Herman Achminow, as pictured on the cover of his last book published in 1983, two years before his death.

 

Born in Murmansk in twenty-one

in a Russia reeling from revolution

-yet once more-

one that would prove victorious.

 

Grew up in the thirties on the streets of Leningrad,

his parents warned him of a reality so sad

that it is hard to evoke:

children were disappearing on the way from school.

 

By the end of the thirties,

a decade of unspeakable cruelties,

Herman had become the leader of the local young communists -

whilst his (card-carrying) parents

were dispatched to the gulag -

he never saw them again.

 

In 1940, Herman was sent to the Baltic Front

where this commissioned soldier would have to confront 

the choice between remaining loyal to Stalin

or surrendering to his German nemesis.

 

Herman became a member of the Vlasov Army:

Soviet soldiers who went over to the enemy,

plotting to destroy Stalin by leveraging Hitler,

calculating that the West would dispense with the German dictator

(a leap in the dark by desperate men that proved half-right or half-wrong, depending on your politics).

 

The war over, Herman was placed

on a truck returning him to Soviet space.
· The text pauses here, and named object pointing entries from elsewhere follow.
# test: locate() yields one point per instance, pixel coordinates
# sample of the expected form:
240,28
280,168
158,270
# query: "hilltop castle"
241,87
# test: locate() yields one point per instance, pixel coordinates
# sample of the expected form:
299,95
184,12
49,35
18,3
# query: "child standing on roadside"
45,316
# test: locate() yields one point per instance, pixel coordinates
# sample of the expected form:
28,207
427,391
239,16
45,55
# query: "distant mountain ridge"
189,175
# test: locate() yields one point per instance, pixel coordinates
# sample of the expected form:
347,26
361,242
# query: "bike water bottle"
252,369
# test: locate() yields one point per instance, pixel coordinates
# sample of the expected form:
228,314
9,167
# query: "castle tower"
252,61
He jumped off in a Bavarian field

knowing that to continue the journey would mean certain death.

 

Herman got a scholarship to the UK 

where at Oxford he wrote his first full-length essay

in which he described the split in the Soviet Communist party

that four decades later would bring the system down.

 

I first met Herman

in 1968 when returning from the then

Czechoslovakia, where I had had a front-row seat

on the Prague Spring - and was thirsty for answers.

 

In Munich, Herman would be my thesis director

but much more for he placed me on a vector

that would make questions of war and peace

key preoccupations for the rest of my life.

 

Herman was convinced that the only way to prevent

another murderous global event 

was to unite the European continent:

this Soviet dissident would become a father of the European idea.

 

Herman co-founded the European Federalist Party;

while never winning any elections, the EFP 

would help move European nations

to a new level of intra-state relations.

 

Herman’s mentoring, both formal and informal,

was anything but normal,

but owing to our collaboration

I became the first non-European member

of the first all-European party.

 

Herman is long gone

yet his vision of a united Europe lives on,

inspiring the European unity project to move ahead

defying the notion that its prospects are dead.